And the generated Vulkan code:

void TestClass_Generated::PackXYCmd(uint tidX, uint tidY, uint* out_pakedXY)
{
  vkCmdBindPipeline(m_currCmdBuffer, VK_PIPELINE_BIND_POINT_COMPUTE, PackXYPipeline);
  uint32_t pcData[3] = { tidX, tidY, 1 };
  vkCmdPushConstants(m_currCmdBuffer, PackXYLayout, VK_SHADER_STAGE_COMPUTE_BIT, 0, sizeof(uint32_t)*3, pcData);
  vkCmdDispatch(m_currCmdBuffer, tidX/m_blockSize[0], tidY/m_blockSize[1], 1/m_blockSize[2]);
  //and the barrier, not shown here 
}

void TestClass_Generated::PackXYCmd(VkCommandBuffer a_commandBuffer, int tidX, uint tidY, uint* out_pakedXY)
{
  m_currCmdBuffer = a_commandBuffer;
  vkCmdBindDescriptorSets(a_commandBuffer, VK_PIPELINE_BIND_POINT_COMPUTE, PackXYLayout, 0, 1, &m_allGeneratedDS[0], 0, nullptr);
  PackXYCmd(tidX, tidY, out_pakedXY);
}

Now let's analyze this example. In this example we used three special names:

  1. "tidX";

  2. "tidY";

  3. Prefix "kernel_".

First two indicates that arguments of both "kernel_PackXY" and "PackXY" are considered by kernel_slicer in a special way: as thread id. The last one prompt our translator to threat "kernel_PackXY" function in a special way: as seperate a kernel.

Fine, so, why do we need this second PackXY class member?

The answer is that PackXY tells to generator what kernels you actually want to run and in which order. We call such functions "Main" or "Control" function because they control kernel execution order. So, basically RTV template consists of 2 types of functions:

  1. Kernels which always should have prefix "kernel_" in their name;

  2. Control functions, which define sequence kernels that will be placed in command buffer. It should be note immediately that control functions are restricted in several ways. These restrictions are actually define what you can do within the RTV pattern and what you can't. We will consider them later during more complex examples.

Now it is clear why 2 functions were generated.

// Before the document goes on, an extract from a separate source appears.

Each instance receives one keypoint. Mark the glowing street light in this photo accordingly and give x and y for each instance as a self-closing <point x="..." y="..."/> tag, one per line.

The first one reflects single kernel run for "kernel_PackXY":

void TestClass_Generated::PackXYCmd(uint tidX, uint tidY, uint* out_pakedXY);

In general, you should not call this function in you code.

The second one reflects contrtol function and it assumed you will use it:

void TestClass_Generated::PackXYCmd(VkCommandBuffer a_commandBuffer, int tidX, uint tidY, uint* out_pakedXY)

In fact this is not the end because there is a question of where in GPU memory the result of this last PackXYCmd will be stored. Yes, we have missed this thing previously. So, one more function will be generated actually:

void TestClass_Generated::SetVulkanInOutFor_PackXY(VkBuffer a_out_pakedXYBuffer,   
                                                   size_t   a_out_pakedXYOffset);

Well, Vulkan separate input/output definition for you kernels and kernel lauch logic which is defined during command buffer write. During writing command buffer you can't actually create new binding for you kernel. From the Vulkan specification: The descriptor set contents bound by a call to vkCmdBindDescriptorSets may be consumed during host execution of the command, or during shader execution of the resulting draws, or any time in between. Thus, the contents must not be altered (overwritten by an update command, or freed) between when the command is recorded and when the command completes executing on the queue.

Thus, you must create all bindings in advance for which we generate these "SetVulkanInOutFor_XXX" functions.